We are excited to see someone ask, “Will you marry me?”, whether on bended knee in a restaurant or in text splashed across a stadium Jumbotron. Certainly it would not have the same effect to see “Will you enter into a registered domestic partnership with me?”. Groucho Marx’s one-liner, “Marriage is a wonderful institution…but who wants to live in an institution?” would lack its punch if the word ‘marriage’ were replaced with the alternative phrase. So too with Shakespeare’s “A young man married is a man that’s marr’d,” Lincoln’s “Marriage is neither heaven nor hell, it is simply purgatory,” and Sinatra’s “A man doesn’t know what happiness is until he’s married. By then it’s too late.” We see tropes like “marrying for love” versus “marrying for money” played out again and again in our films and literature because of the recognized importance and permanence of the marriage relationship. Had Marilyn Monroe’s film been called How to Register a Domestic Partnership with a Millionaire, it would not have conveyed the same meaning as did her famous movie, even though the underlying drama for same-sex couples is no different. The name‘marriage’ signifies the unique recognition that society gives to harmonious, loyal, enduring, and intimate relationships.

The long-established tropes of popular culture, in other words, help shape our special understanding of marriage. And the weight and persistence of those tropes is part of the reason that creating alternatives to marriage doesn’t work: they don’t carry the same legal rights and responsibilities, and they don’t have the same cultural heft, and can’t for a very, very long time. Representation in culture, in other words, affects the way people and institutions are represented and protected in reality.

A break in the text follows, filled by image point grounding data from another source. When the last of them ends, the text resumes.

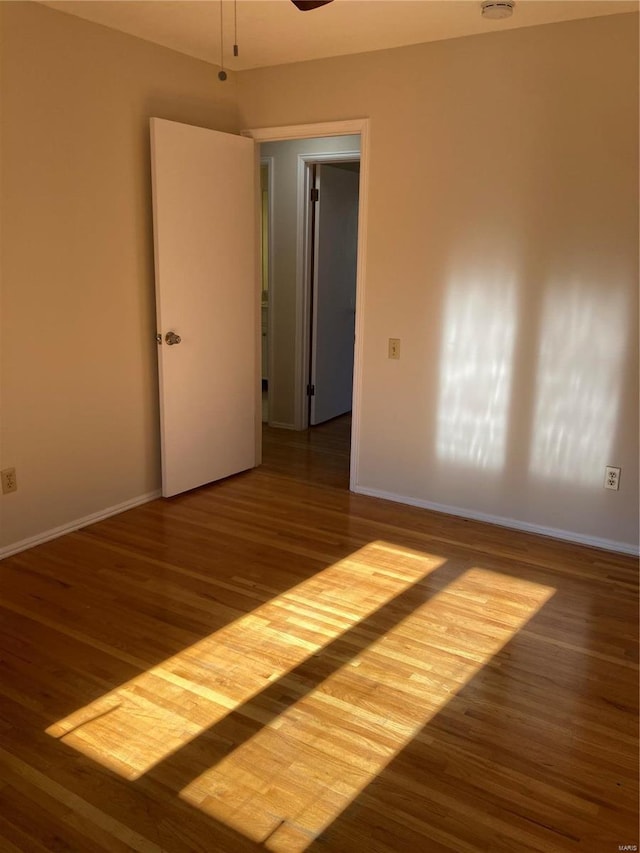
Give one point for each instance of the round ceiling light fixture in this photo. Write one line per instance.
(497, 9)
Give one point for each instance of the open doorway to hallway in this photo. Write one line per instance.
(309, 268)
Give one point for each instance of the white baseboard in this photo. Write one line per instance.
(552, 532)
(55, 532)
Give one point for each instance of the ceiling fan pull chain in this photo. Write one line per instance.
(235, 27)
(222, 74)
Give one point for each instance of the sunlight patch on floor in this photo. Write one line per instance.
(139, 724)
(287, 783)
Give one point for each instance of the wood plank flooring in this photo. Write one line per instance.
(273, 663)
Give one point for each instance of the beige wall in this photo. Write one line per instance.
(502, 250)
(285, 300)
(79, 384)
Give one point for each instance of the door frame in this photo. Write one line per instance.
(310, 131)
(304, 268)
(269, 163)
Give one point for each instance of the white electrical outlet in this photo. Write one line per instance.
(612, 478)
(9, 482)
(394, 347)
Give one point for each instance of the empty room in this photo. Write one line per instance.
(236, 618)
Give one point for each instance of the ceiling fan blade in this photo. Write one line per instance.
(307, 5)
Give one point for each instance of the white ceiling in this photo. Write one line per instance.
(273, 32)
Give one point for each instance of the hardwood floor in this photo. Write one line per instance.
(274, 663)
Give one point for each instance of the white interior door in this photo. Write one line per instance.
(334, 292)
(204, 213)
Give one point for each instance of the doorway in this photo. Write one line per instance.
(360, 128)
(290, 294)
(331, 251)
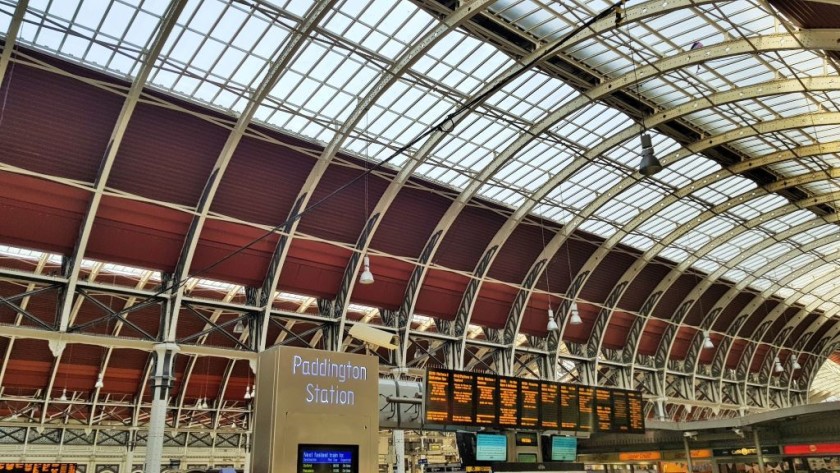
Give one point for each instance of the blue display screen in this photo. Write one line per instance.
(563, 448)
(320, 456)
(490, 447)
(328, 459)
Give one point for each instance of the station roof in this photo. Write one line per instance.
(484, 155)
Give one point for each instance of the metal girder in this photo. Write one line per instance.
(74, 265)
(711, 316)
(636, 268)
(666, 343)
(465, 11)
(829, 343)
(724, 347)
(636, 13)
(632, 131)
(283, 56)
(119, 342)
(780, 336)
(11, 37)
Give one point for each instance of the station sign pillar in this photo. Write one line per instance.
(315, 408)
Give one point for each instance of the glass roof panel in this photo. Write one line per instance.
(220, 49)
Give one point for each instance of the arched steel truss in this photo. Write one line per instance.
(684, 382)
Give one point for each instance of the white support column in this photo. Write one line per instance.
(758, 453)
(688, 455)
(399, 449)
(161, 384)
(246, 466)
(129, 459)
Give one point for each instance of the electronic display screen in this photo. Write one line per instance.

I also think it’s worth noting that Proposition 8 prompted a vigorous cultural response as well as a legal one. The No H8 campaign acquired such cachet that participation became near-mandatory in Hollywood, posing for it became a plot point on reality shows, and even Cindy McCain hopped on board in 2010, a clear case of cultural cachet trumping party loyalty. Milk, the Academy Award-winning biopic of slain City Supervisor Harvey Milk was released in the Castro to rally support against Proposition 8, a development that likely contributed to Sean Penn’s Best Actor victory in the role, and Milk screenwriter Dustin Lance Black followed up that movie with 8, a play about the legal challenge to the law that’s become a key tool in celebrity marriage quality fundraisers.

And I think it’s no surprise in the post-Proposition 8 era, we’ve seen an explosion of pop culture depictions of gay California couples, whether it’s Mitch and Cam on Modern Family, to Jules and Nic in The Kids are All Right, to Brady and Cheeks on webseries Husbands. These characters deserve the right to marry because they’re citizens who ought to be entitled to the rights and responsibilities available to their straight counterparts. But these portrayals are also about establishing gay couples as part of a rich comedic and dramatic tradition of flawed people in the process of building more perfect unions.